In 2018, Pentagram brought on sound designer Yuri Suzuki, graphic designer Sascha Lobe, industrial designer Jon Marshall, and graphic designer Astrid Stavro as partners in its London office. Suzuki contributed a new area of expertise for an office weighted heavily toward graphic design, while Creative Review wrote that Marshall “[added] firepower in the most urgent area of commercial creativity today—customer experience.” Coming so close on their heels, you might wonder if Lupi’s focus on data visualization represents a broader desire to diversify Pentagram’s core competencies. Not exactly, says Jen. Since the team is full of branding whizzes, the partners might be subconsciously interested in bringing on people from other disciplines, but there are no boxes they’re trying to check. Indeed, it’s understood that designers’ interests may shift over time, and that everyone is kind of a generalist.

“Nobody wants to be like, ‘I’m the signage partner’ or ‘I’m the retail brand partner,’” says Miller. “We all crave being able to move around within the categories and in theory kind of do whatever you want or whatever might come up.”

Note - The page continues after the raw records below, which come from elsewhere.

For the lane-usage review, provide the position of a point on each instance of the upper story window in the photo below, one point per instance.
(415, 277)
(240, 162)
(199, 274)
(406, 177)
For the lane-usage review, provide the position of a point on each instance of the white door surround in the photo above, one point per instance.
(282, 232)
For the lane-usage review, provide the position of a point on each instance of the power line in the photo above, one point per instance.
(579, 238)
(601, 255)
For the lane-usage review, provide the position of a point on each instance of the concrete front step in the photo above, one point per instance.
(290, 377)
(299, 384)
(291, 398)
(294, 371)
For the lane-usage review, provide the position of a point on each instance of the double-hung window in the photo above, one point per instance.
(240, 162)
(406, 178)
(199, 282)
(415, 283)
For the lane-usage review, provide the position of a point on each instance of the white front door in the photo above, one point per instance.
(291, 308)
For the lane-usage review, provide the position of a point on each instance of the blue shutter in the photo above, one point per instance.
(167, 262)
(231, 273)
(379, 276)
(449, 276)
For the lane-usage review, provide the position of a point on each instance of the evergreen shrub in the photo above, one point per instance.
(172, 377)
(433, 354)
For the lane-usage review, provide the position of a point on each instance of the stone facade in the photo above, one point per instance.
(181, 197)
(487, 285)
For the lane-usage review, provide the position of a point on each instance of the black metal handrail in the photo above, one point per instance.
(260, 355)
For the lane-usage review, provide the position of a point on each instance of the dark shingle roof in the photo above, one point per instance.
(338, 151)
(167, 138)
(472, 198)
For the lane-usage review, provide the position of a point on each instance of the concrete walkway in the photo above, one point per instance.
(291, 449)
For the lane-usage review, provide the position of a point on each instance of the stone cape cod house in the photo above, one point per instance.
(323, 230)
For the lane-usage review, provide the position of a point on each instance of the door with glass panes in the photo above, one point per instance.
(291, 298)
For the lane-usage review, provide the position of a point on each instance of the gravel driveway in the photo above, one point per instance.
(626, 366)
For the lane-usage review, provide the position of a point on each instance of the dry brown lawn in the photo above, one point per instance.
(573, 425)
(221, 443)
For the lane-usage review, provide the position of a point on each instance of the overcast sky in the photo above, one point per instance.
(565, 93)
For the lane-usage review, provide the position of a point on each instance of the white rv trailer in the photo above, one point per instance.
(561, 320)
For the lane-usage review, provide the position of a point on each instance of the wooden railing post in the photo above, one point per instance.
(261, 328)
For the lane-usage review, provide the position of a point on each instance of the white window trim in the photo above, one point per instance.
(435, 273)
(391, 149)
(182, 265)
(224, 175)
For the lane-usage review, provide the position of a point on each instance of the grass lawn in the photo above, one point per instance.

Pentagram may not be hiring for disciplines, but any additions to its team inevitably speak to where the design industry is going and how the firm is future-proofing itself. What’s interesting about Lupi’s work is the unusual questions she asks a data set, and the expressive way she chooses to represent its answers. At Accurat, Lupi worked on projects like Target-sponsored “data portraits” of attendees at the 2017 TED conference in Vancouver. Participants were asked questions like, “How many emails need to accumulate in your inbox before you freak out?” and “Do you follow rules or break them?” and their answers generated buttons inscribed with corresponding squiggles, marks, and colors—offering attendees a much more interesting conversation icebreaker than “So, what do you do?” For the closing of the Museum of Modern Art’s 2017 exhibition, Items: Is Fashion Modern? Lupi was invited to fill a white wall with a visualization of the 111 iconic garments and accessories on display. Drawn by hand, the resulting chart looks like an otherworldly sheet of music, filled with colorful, almost florid data points.

Illustration for MoMA’s Items: Is Fashion Modern?

“I’ve started to see how beauty and probably even unexpected charts can be an entry point for people to be like, ‘Oh that’s beautiful and strange. I want to know what it is,’” says Lupi.

With new partners, it’s crucial that Pentagram be interested in the “whole person,” Miller says. “With Giorgia… we see how she thinks about data, which is really broad and really exciting because it’s brand-related, it’s information design-related, it’s more about a kind of digital humanism. And that’s what makes her kind of different than saying, ‘Oh, we need an information designer.’”

It’s unlikely that Pentagram, having hit its largest partner number ever, will be ramping up its hiring as long as the old guard remains.

Out of the gate, Lupi plans to take on more consumer-facing (rather than business-to-business) projects, and sees herself as a natural collaborator with the other partners. And since Pentagram’s partners build their own teams and come with their own contractor relationships, she’ll likely continue working with members of Accurat even after making the move.

What’s unlikely, though, is that Pentagram, having hit its largest partner number ever, will be ramping up its hiring as long as the old guard remains. When I asked how much higher the team would go above 24, Miller responded, “I don’t think much.”

“I think there’s some reason why it’s sort of stayed in that territory,” he says. “And I think it’s about just the gestalt of the room and how many people get a voice and how big you can be while still being having that idea of collectivism. I think there is a kind of natural sort of limit to it. I think we’re there or close to there.”